Les Etats-Unis capturent Abou Anas al-Libi, leader présumé d’Al-Qaïda, en Libye

« Suite à une opération américaine de contre-terrorisme, Abou Anas al-Libi est actuellement légalement détenu par l’armée américaine dans un endroit sûr à l’extérieur de la Libye », a déclaré le porte-parole du Pentagone, George Little, dans un communiqué, confirmant de précédentes informations.

Le gouvernement libyen a été informé de cette opération, menée en plein jour à Tripoli par les forces spéciales américaines, pour capturer cet homme, connu sous le nom de Abou Anas al-Libi, avait indiqué plus tôt la chaîne CNN, citant un responsable américain. Cette capture met un terme à une traque de plus de quinze ans.

Abou Anas al-Libi, de son vrai nom Nazih Abdul Hamed Al-Raghie, 49 ans, pourrait être transféré aux États-Unis pour y être jugé. Il a été accusé par une cour fédérale américaine d’avoir joué un rôle clé dans les attentats contre les ambassades américaines de Dar es Salaam et Nairobi en 1998.

Plus tôt, une source proche d’Abou Anas a déclaré à l’AFP, sous couvert d’anonymat, qu’il avait été « enlevé près de chez lui après la prière de l’aube par un groupe d’hommes armés ».

Abou Anas al-Libi, était membre du Groupe islamique de combat libyen (Gicl) avant de rallier le réseau d’Al-Qaïda. Le Gicl avait pour objectif de renverser le régime de Mouammar Kadhafi et à le remplacer par un État islamique radical. Il était dirigé depuis l’Asie centrale par Abou Laith al-Libi, un des tout premiers lieutenants d’Oussama ben Laden, tué en février 2008 dans les zones tribales du Pakistan.

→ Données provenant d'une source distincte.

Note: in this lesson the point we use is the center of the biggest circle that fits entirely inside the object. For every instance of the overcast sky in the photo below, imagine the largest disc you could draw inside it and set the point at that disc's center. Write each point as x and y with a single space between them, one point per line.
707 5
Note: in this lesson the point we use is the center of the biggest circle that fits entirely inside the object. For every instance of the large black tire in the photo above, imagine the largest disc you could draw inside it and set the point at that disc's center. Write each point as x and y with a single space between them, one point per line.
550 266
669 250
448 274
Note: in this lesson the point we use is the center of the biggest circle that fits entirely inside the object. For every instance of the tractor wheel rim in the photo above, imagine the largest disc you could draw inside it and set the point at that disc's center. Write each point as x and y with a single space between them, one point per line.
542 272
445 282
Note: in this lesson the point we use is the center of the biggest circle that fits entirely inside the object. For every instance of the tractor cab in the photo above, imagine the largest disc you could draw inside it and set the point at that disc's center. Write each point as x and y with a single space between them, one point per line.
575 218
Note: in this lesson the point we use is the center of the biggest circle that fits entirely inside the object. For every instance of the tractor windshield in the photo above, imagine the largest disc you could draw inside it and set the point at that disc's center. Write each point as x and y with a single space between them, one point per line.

Selon des sources proches du dossier, Abou Anas al-Libi serait revenu en Libye après la chute du régime de Mouammar Kadhafi en 2011. Il figure parmi les personnalités les plus recherchées par le FBI. Sa tête a été mise à prix pour cinq millions de dollars.

Le 7 août 1998, un attentat à la voiture piégée devant l’ambassade américaine à Nairobi avait fait 213 morts et quelque 5.000 blessés. La plupart étaient des passants ou des employés des immeubles voisins de l’ambassade, dans laquelle 44 personnes, dont 12 Américains, ont été tuées.

Quasi simultanément, l’explosion d’un camion-citerne piégé devant l’ambassade américaine à Dar es-Salaam (Tanzanie) avait fait onze morts et plus de 70 blessés, tous des passants. Al-Qaïda avait revendiqué les deux attentats.